24 Maer als sy aen het leger Israëls quamen, maeckten sich de Israëliten op, ende sloegen de Moabiten, ende sy vloden van haer aengesicht: ja 38 sy quamen 39 in [het lant], slaende oock de Moabiten.
38 N. de Israeliten, die hare victorie vervolgende, de Moabiten tot in haer lant verjaegt, ende daer oock verslagen, ende gedempt hebben.
39 Hebr. in haer. Verst. het lant der Moabiten, uyt het welcke dese meynden de Israeliten uyt te keeren, bov. vers 21. Anders worden dese woorden aldus vertaelt: ende sy sloegense in haer [lant], slaende oock [het lant] van de Moabiten. De sin is eenderley.
 
25 De steden nu brakense af, ende een yegelick wierp sijnen steen op alle goede stucken lants, ende vuldense, ende stopten alle waterfonteynen, ende velden alle goede boomen, tot dat sy in 40 Kir-Hareseth [alleen] 41 de steenen daer van lieten overblijven: ende de 42 slingeraers omcingelden ende sloegense.

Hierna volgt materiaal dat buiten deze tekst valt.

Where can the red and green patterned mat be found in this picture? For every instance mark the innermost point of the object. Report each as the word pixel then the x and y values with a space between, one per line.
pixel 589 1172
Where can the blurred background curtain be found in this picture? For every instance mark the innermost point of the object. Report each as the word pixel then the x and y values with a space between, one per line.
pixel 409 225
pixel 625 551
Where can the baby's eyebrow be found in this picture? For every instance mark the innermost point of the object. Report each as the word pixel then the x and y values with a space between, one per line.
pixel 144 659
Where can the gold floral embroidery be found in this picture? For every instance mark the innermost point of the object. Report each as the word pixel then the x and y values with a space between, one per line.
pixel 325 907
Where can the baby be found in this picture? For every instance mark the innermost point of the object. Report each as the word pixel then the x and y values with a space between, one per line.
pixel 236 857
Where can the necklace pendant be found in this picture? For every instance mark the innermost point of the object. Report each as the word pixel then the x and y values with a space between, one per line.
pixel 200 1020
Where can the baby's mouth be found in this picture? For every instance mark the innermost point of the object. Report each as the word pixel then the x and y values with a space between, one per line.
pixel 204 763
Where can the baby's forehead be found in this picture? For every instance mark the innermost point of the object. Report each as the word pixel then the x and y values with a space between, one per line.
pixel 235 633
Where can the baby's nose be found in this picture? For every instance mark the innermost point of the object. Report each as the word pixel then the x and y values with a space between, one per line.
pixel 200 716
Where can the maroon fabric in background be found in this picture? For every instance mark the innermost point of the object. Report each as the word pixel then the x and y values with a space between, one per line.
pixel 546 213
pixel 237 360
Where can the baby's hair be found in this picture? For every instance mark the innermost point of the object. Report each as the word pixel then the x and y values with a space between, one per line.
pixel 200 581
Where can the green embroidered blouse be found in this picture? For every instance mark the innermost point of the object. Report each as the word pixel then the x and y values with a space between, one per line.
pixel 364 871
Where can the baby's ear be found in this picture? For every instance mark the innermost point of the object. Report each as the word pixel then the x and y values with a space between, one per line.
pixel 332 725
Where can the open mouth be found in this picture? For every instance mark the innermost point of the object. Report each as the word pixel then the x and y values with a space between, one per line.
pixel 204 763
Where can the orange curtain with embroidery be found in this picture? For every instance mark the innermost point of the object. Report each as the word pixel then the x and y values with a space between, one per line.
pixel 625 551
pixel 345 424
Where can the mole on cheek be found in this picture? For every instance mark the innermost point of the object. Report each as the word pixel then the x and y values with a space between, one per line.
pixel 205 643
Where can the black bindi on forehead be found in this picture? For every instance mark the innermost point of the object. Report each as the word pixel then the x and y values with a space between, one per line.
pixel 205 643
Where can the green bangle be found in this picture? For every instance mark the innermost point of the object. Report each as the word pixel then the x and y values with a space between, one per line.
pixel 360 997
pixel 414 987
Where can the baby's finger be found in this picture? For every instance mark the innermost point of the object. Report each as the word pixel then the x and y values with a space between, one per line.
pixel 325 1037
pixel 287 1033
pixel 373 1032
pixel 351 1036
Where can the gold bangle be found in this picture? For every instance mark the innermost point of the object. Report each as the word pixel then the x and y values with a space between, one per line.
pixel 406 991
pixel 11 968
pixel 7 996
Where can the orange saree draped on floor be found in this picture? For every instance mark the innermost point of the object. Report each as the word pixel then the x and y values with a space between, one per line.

40 Eene van de voorneemste, ende sterckste steden der Moabiten, hebbende eenen steenen muer, daer van sy schijnt haren naem gekregen te hebben. Siet van de selve oock Ierem. 16.7.
41 Verst. den steenen muer der genaemder stadt, den welcken de Israeliten onderbroken gelaten hebben, na datse alle andere steden afgebroken, ende het platte lant afgeloopen, ende verwoest hadden.
42 D. met hare slingeren, ende andere krijchs-gereetschap bedreven sy soo veel gewelts, dat de burgers hare stadts mueren niet beschermen en konden, ende veel der selver verslagen werden.
 
26 Doch als de Coninck der Moabiten sach, dat hem de strijt te sterck was, nam hy tot hem seven hondert mannen, die het 43 sweert uyttogen, om door te breken 44 tegen den Coninck van Edom, maer sy en konden niet.
43 Siet de beteeckeninge deser maniere van spreken Iudic. 8. op vers 10
44 Ofte tot, ofte door het leger des Conincks.
 
27 Doe nam 45 hy sijnen eerst-geboren soon, die in sijne plaetse Coninck soude worden, ende offerde hem ten brand-offer op de muer: 46 daer uyt wert eene seer grooten toorn in Israël: daerom trocken sy van hem af, ende keerde weder in [haer] lant.
45 N. de Coninck der Moabiten, die om de hulpe sijns Afgodts Chamos in desen noot te verkrijgen, sijnen eerstgeboornen soon op de stadts muer, in’t aensien van de belegeraers ten brand-offer heeft geoffert. want door soodanige offerhande meynden de afgoden-dienaren haren Afgoden den aldermeesten dienst, ende eere te bewijsen, sich ydelick wijs makende, datse hier in Abrahams navolgeren waren. Andere meynen dat hy geoffert heeft niet sijnen soon, maer des Conincks van Edom soon, dien hy (gelijck sy seggen) soude gevangen hebben in den uytval, als hy met 700 mannen poochde door ’t leger des Conincks van Edom door te breken: in’t voorgaende vers Tot bewijs van dit gevoelen wort voortgebracht Amos 2.1. Siet exempelen der gener die hare kinderen den Afgoden geoffert hebben. Psal. 106.37. Ezech. 20.31. het welcke Godt op lijfstraffe verboden hadde, Levit. 20.2.
46 T.w. om datse door dese harde belegeringe, ende onversoenelicke oorloge den Coninck der Moabiten tot dese desperate, ende wreede daet gebracht hadden. Anders tegen, verstaende desen toorn specialick van den Coninck Edom, ende sijn leger, om de grouwelicke moort sijns soons.